Menteri Bahlil Sebut Terobosan Baru Jadi Kunci Wujudkan Swasembada Energi Nasional

Oleh Gerry Eka
SHARE   :

Menteri Bahlil Sebut Terobosan Baru Jadi Kunci Wujudkan Swasembada Energi Nasional
Foto: (Sumber: Menteri Energi dan Sumber Daya Mineral (ESDM) Bahlil Lahadalia berbicara dalam Sidang Pleno XVIII Badan Pengurus Pusat Himpunan Pengusaha Muda Indonesia (BPP Hipmi) di Makassar, Sulawesi Selatan, Minggu (15/2/2026). ANTARA/HO-Humas Kementerian ESDM.)

Pantau - Menteri Energi dan Sumber Daya Mineral Bahlil Lahadalia menegaskan berbagai terobosan baru pemerintah menjadi pembuka jalan bagi pencapaian target swasembada energi nasional.

Berita ini dimuat pada Minggu, 15 Februari 2026 pukul 19.40 WIB dengan waktu baca 2 menit.

Menurut Bahlil, swasembada energi merupakan pekerjaan besar yang membutuhkan langkah berbeda serta tindakan nyata berbasis inovasi teknologi, bukan sekadar target administratif.

"Teman-teman semua, jangan pernah kita bermimpi akan menjadi swasembada energi kalau tidak kita melakukan terobosan. Dan, para pengimpor energi ini adalah yang mendapatkan manfaat dari ketidakmampuan kita untuk bagaimana mendorong swasembada," ujarnya.

Ia menyoroti persoalan teknis utama di sektor energi, yakni banyaknya sumur minyak yang telah menua sehingga lifting migas tidak maksimal.

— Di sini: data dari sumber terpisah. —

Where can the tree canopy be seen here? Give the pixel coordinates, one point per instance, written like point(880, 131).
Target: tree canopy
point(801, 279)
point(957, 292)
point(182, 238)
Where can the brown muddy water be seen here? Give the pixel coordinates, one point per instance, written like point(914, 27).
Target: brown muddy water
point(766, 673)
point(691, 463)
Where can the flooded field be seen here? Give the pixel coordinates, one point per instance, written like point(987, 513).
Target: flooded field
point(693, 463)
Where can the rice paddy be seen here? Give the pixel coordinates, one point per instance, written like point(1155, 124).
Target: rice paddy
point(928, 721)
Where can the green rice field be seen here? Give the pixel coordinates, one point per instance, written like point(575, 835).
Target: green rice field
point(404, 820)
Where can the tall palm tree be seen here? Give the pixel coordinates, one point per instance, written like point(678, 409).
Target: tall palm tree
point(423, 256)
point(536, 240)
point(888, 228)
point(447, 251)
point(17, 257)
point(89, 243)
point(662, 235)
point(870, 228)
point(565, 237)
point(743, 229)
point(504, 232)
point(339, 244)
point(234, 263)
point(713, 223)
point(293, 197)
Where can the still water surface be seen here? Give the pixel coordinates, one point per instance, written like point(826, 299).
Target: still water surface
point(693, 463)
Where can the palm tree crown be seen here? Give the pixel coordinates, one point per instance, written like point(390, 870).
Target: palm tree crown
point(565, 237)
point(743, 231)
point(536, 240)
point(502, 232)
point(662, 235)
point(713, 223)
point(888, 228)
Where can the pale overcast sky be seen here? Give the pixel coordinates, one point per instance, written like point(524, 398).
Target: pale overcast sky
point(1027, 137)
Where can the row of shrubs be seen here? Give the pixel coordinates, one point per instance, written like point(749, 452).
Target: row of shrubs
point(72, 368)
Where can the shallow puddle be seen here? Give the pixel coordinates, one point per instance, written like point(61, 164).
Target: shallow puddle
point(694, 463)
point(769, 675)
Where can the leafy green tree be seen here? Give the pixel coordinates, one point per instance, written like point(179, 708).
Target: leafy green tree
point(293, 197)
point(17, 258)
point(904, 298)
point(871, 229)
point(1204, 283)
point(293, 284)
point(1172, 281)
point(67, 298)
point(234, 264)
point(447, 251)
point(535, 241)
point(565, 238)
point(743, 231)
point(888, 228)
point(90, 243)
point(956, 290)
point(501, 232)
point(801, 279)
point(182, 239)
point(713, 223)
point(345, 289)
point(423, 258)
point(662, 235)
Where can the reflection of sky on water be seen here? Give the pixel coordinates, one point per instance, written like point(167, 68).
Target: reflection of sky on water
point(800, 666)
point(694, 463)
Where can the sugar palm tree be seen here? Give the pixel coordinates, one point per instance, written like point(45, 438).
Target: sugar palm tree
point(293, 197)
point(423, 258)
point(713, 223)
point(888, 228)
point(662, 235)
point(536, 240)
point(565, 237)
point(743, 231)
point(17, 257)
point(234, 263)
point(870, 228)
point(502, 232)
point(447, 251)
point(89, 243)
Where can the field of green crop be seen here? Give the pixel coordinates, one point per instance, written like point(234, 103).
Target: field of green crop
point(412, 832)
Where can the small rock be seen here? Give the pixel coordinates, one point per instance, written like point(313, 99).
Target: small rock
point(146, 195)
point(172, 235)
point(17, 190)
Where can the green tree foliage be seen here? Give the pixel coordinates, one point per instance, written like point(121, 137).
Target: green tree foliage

"Sumur-sumur tua ini, mau tidak mau kita harus intervensi lewat teknologi. Tidak ada cara lain dari total 39.000 sumur sampai 40.000 sumur, yang beroperasi hanya 17.000 sampai 18.000 sumur. Selebihnya idle well karena sudah tua, nah ini kita kerja samakan," katanya.

Salah satu langkah terobosan yang ditempuh pemerintah adalah mempercepat pelaksanaan sumur yang telah masuk plan of development (POD).

Kementerian ESDM juga akan membuka tender untuk 110 blok minyak dan gas baru guna memperkuat ketahanan pasokan energi nasional.

Bahlil menegaskan percepatan eksekusi, investasi teknologi, dan kemitraan strategis antara pemerintah dan sektor swasta harus berjalan beriringan.

Ia juga menekankan pentingnya peningkatan kapasitas pengolahan dalam negeri sebagai bagian dari strategi swasembada energi.

Proyek Refinery Development Master Plan (RDMP) Kilang Balikpapan di Kalimantan Timur yang diresmikan Presiden Prabowo Subianto pada 12 Januari 2026 menjadi salah satu contoh konkret penguatan hilirisasi energi.

"Beroperasinya RDMP Balikpapan menghasilkan 5 juta kiloliter kl bensin dan 3,9 juta kl solar per tahun, maka tahun 2026 ini dengan program B40 tidak lagi kita melakukan impor solar dan ini pertama kalinya dalam sejarah peradaban bangsa kita," ungkapnya.

Swasembada energi merupakan salah satu pilar Astacita Presiden Prabowo yang menargetkan optimalisasi sumber daya energi dalam negeri guna mengurangi ketergantungan impor serta menjamin keberlanjutan pembangunan dan kesejahteraan masyarakat.